August 2004

You are currently browsing the monthly archive for August 2004.

To finish this trilogy of benchmarks, I’ll give you the results for two faster algorithms (shell sort and merge sort) and tell you why C is not slower after all.

But first I have to add a small, but nevertheless important, reason for ArrayList’s slowness to my discussion in the last post: ArrayList use a System.Object[] array for internal storage of its contents. This simply means that a lot of extra boxing/unboxing is going on and thus ArrayLists impose lots of overhead. I’ll come back to this a later.

I did not even think about this, but when invoked without any flags, gcc uses -O0 by default, which translates to “just do the fasted compilation possible, don’t think about code performace and do not alter the code in any way.” This is very practical for debugging, but of course not for production use. A friend of mine pointed this out, when we were discussing the results of my tests. Obviously mcs/mono do optimize the execution. With -O3 I got totally different results.

Here is a table of all average execution times I got on my machine. Please note that they are just approximations.

  C (gcc) C (gcc -O3) Mono C# (Array) Mono C# (ArrayList)
Initialization 0.018/0.100 0.018 0.075/0.23 0.12/1.13
Array[List].Sort() - - 1.5/32 0.89/20.5
BubbleSort 43 22 35 too long
InsertionSort 32 7.7 19 too long
InsertionSort (optimized) 25 13.5 18.5 7m 24s
BinaryInsertionSort 23 7.0 17 too long
BinaryInsertionSort (optimized) 6.2 6.5 7.1 7.8
BinaryInsertionSort (no recursion) 6.5 6.4 6.0 7.8
ShellSort (value set 1) 7.5 4.2 5.8 2m 20s
ShellSort (value set 2) 0.09/4.6 0.056/3.3 0.15/5.5 1.6/61
MergeSort 0.054/1.091 0.045/0.917 0.132/1.66 0.78/21
MergeSort (no recursion) 3.3 3.3 - -

The “optimized” algorithms are the ones with memmove, Array.Copy(), etc. Where two values are given, the first one is for 100.000 items and the second one for 2.000.000 items. A discussion of gcc’s perfomance with optimizations turned on (especially in the case of the optimized insertion sort) is out of scope for this small series.

So there are only two questions left: Why is Array.Sort() so slow, and why is ArrayList.Sort() faster.

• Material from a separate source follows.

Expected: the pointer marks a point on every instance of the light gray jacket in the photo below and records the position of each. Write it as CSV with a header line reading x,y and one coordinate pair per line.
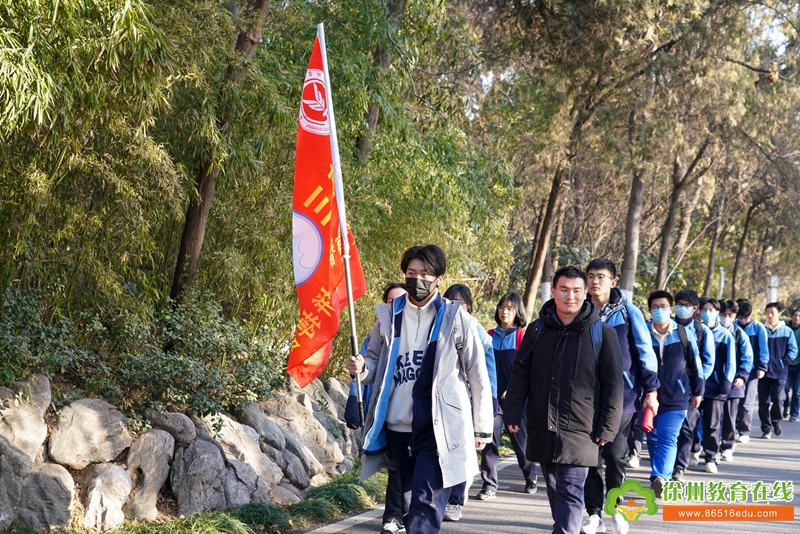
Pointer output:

The answer to the former one: Array.Sort() uses the IComparable interface. This means boxing and function calls, i.e. loss in efficency. To get a feeling for the impact of (un)boxing, I tested morge sort (version 2) with an object[]-array of 100.000 (boxed) integers. It was considerably (about 3 times) slower than the version with an (not boxed) integer array.

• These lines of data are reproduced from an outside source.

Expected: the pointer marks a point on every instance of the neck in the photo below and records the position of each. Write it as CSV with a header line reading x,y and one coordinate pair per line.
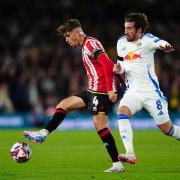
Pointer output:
x,y
81,39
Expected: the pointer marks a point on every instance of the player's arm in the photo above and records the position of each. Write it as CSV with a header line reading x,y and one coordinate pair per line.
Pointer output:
x,y
107,65
160,44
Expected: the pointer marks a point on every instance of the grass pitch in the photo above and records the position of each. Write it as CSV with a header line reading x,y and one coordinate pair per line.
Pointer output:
x,y
80,155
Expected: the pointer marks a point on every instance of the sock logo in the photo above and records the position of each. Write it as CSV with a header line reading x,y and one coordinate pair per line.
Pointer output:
x,y
160,113
123,137
106,144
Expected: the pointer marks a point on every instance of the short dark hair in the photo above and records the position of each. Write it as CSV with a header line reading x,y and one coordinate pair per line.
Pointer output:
x,y
68,26
140,20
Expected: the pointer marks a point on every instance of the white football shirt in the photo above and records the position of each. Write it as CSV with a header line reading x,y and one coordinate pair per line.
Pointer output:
x,y
138,62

The answer to the latter question is probably, that the values are already boxed in an ArrayList, so there is only the overhead of function calls.

To sum this up: With .NET one should really look out for (unintentional) boxing of value types. This might get (at least a bit) easier with the inclusion of generics in .NET 2.0. Until then, one has to watch out for this pitfall, especially when writing performance ciritical code.

After I realized (as described in the first part of this series), that Mono was faster than I had imagined, I continued my benchmarks with the two versions of insertion sort and wondered if .NET could somehow counter the efficency of memmove.

Insertion Sort

Again, explanations and C source code can be found in fejj’s original post. A description of the testing procedure is in my first article. The unoptimzied C code finished after about 32 seconds. Converting the code to C# was again very straightforward and I won’t bore you with listings.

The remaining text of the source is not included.